Weitere Leerseiten und am Rande als Notiz: „mit anderen Rosen versetzen“.

  • Illumination aus Indien oder Iran: Mann mit weißem Turban, in saftgrünem Gewand, das bis zu den Knöcheln der nackten Füße herabwallt. Das Reittier, auf dem er sitzt, ist gekrönt und schaut mit menschlichem Antlitz seitlich zwischen Feuern hindurch, die über den gesamten Wasser- oder Himmelsraum ausgestreut sind. Sie flammen aus blauem Grund auf.

Es folgt

  • Bildrest, bestehend aus schmaler Rahmenleiste in Gold. Das davon umlaufene Rechteck ist leer, wahrscheinlich geplündert.

 Übernächste Seite:

  • Pilger, Gläubige, Angehörige einer fremden Religion, steigen eine Treppe empor. Oben ein Absatz, über dem Rauch hängt, Säulen zu beiden Seiten, wehende und fallende Vorhänge. Am Aufgang der Treppe ein braunhäutiger Mann in weißer Uniform. Er wacht, schaut über die anbrandende Menschenmenge. Einige Dutzend weißgekleidete Pilger drängen die Stiegen empor und verlieren sich im weißen Rauch, in den das Gold der Säulen einen schwachen Bronzeton bringt.

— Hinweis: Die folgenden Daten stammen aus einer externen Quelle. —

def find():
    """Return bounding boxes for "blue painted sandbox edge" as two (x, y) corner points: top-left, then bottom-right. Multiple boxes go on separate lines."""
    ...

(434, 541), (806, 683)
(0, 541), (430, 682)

Rückseitig im kleineren Format, kaum größer als eine Ansichtskarte,

  • Ausschnitt aus einem Gemälde mit Ruderbooten und Nachen auf schimmerndem und spiegelndem Gewässer, dicht an der Küste, die sich steil und gebirgig in dunstiger Beleuchtung verliert.
  • Einer der Wasserwege, die durch Kopenhagen gehen. Ein Mann lehnt am Geländer. Eine Frau in heller Kostümjacke zieht auf dem Rad einen Jungen mit Kinderrad neben sich her.

Dann 

  • Foto zweifarbig, nächtlicher Himmel ganz violett, davor schwarz, als Silhouetten abgehoben: Teile von Bäumen, die Umrisse der Blätter erkennbar. In der Mitte ein Berg oder Fels mit heller eingeschnittener Öffnung. Ein Viereck, darin abgehoben eine stehende Figur, den Arm abgestützt aufs Stativ, dessen drei Beine dünn, aber gut erkennbar in alle Richtungen laufen.
  • Düstere Landschaft im Herbst, Bäume, Hügel, Wälder. Ein Gehöft und dahinter, am Feldrand ein heller Fleck, als wäre dort die Farbe abgegangen oder durch Klebung weggerissen. Wenn man mit der Fingerkuppe darüber streicht, an der Glätte, merkt man, es ist ein Teich, in den der Mond weiß hineinscheint.

Zwischen den nächsten Seiten loses Blatt, beidseitig illustriert:

  •  großes Mühlrad hinter einem felsigen Bachbett, ausgedehnte Wiese mit gelb blühenden Ginsterbüschen und weiß blühenden Obstbäumen randwärts. Im Hintergrund verloren weiß getüncht ein paar Häuser.
  • Ansicht der Piazza San Marco in Venedig, völlig menschenleer, da in diesem Augenblick überschwemmt. Keine Menschen, keine Tauben, nur die Architekturen, die den Platz einfassen, in die Tiefe verdoppelt durch das spiegelblank daliegende Wasser. Erst nach längerer Betrachtung entdeckt man eine dunkle Silhouette, einen stehenden Mann in Mantel und Hut. Er hat den Kopf nach vorne geneigt, in die Betrachtung eines senkrechten Schattens vertieft, den die Wasserfläche, auf der er steht, verkürzt und verlängert.